Paprika

  • Format: Film
  • Année de diffusion: 2006
  • Titre original: Paprika
  • Licencié: oui
  • Titre français: Paprika
  • Editeurs: Gaumont Columbia TriStar
  • Nombre d'épisodes: 1
  • Site officiel: http://www.sonypictures.jp/mov...
  • Studio: Madhouse
  • Auteur: Yasutaka Tsutsui
  • Directeur: Satoshi Kon
  • Character-designers: Masashi Ando
  • Musique: Susumu Hirasawa
  • Doubleurs: Megumi Hayashibara (Atsuko "Paprika" Chiba), Akio Ohtsuka (Toshimi Konakawa), Akiko Kawase (Waitress), Anri Katsu (Researcher), Daisuke Sakaguchi (Hajime Himuro), Eiji Miyashita (Institute member), Hideyuki Tanaka (HIM), Katsunosuke Hori (Dr.

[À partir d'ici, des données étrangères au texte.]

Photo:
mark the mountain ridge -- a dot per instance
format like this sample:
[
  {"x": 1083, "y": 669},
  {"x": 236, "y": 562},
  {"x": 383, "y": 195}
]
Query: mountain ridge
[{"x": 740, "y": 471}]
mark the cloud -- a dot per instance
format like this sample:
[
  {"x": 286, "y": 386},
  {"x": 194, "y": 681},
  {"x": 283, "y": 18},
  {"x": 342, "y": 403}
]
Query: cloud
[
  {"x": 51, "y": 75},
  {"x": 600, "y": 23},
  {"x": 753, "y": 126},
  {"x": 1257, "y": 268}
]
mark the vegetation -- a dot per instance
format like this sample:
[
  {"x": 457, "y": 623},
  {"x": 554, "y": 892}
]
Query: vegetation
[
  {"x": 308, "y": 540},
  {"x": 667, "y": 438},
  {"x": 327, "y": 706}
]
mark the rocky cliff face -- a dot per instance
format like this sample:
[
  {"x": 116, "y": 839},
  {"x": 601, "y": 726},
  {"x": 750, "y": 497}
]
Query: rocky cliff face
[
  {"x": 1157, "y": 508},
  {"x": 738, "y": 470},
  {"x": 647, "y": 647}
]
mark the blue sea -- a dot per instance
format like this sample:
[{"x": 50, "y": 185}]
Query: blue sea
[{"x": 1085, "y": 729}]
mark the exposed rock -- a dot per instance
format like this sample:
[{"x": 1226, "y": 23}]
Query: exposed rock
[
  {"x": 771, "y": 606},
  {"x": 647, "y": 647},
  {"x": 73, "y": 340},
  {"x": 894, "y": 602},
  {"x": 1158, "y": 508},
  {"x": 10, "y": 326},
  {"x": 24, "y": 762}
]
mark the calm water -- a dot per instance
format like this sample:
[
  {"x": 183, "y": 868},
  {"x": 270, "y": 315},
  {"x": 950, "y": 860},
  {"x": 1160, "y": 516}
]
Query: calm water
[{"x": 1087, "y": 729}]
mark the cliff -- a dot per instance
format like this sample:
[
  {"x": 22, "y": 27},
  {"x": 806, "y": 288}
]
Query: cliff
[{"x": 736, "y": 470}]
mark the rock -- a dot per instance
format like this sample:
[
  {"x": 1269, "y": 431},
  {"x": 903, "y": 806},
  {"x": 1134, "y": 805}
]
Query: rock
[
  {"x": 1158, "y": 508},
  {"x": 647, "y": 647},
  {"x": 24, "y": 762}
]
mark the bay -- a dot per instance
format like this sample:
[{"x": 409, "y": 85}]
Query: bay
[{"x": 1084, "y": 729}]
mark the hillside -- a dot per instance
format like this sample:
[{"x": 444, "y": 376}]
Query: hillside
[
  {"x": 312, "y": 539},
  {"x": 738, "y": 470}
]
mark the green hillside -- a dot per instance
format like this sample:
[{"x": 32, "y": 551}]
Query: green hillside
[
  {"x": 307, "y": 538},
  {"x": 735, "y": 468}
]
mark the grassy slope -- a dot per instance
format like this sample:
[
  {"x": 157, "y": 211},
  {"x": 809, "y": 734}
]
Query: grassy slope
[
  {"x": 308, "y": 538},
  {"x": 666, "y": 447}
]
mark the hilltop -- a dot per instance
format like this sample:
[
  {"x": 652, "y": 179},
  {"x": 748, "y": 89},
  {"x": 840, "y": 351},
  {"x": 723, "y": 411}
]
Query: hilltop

Torataro Shima), Kouichi Yamadera (Dr. Morio Osanai)

Synopsis

Un groupe de chercheurs japonais, auquel appartient Atsu, a mis au point dans le plus grand secret un petit appareil : le DC Mini. Son but : lire les rêves de la personne qui porte cet appareil afin de les analyser.

Un jour, trois DC Mini sont volés, tandis qu'un des chercheurs est porté manquant. C'est une catastrophe, car celui qui a dérobé ces appareils pourra entrer dans les rêves des autres et les manipuler à sa guise.

Dans son enquête entre rêves et réalité, Atsu devra faire appel à Paprika, fine experte de la psychologie humaine ...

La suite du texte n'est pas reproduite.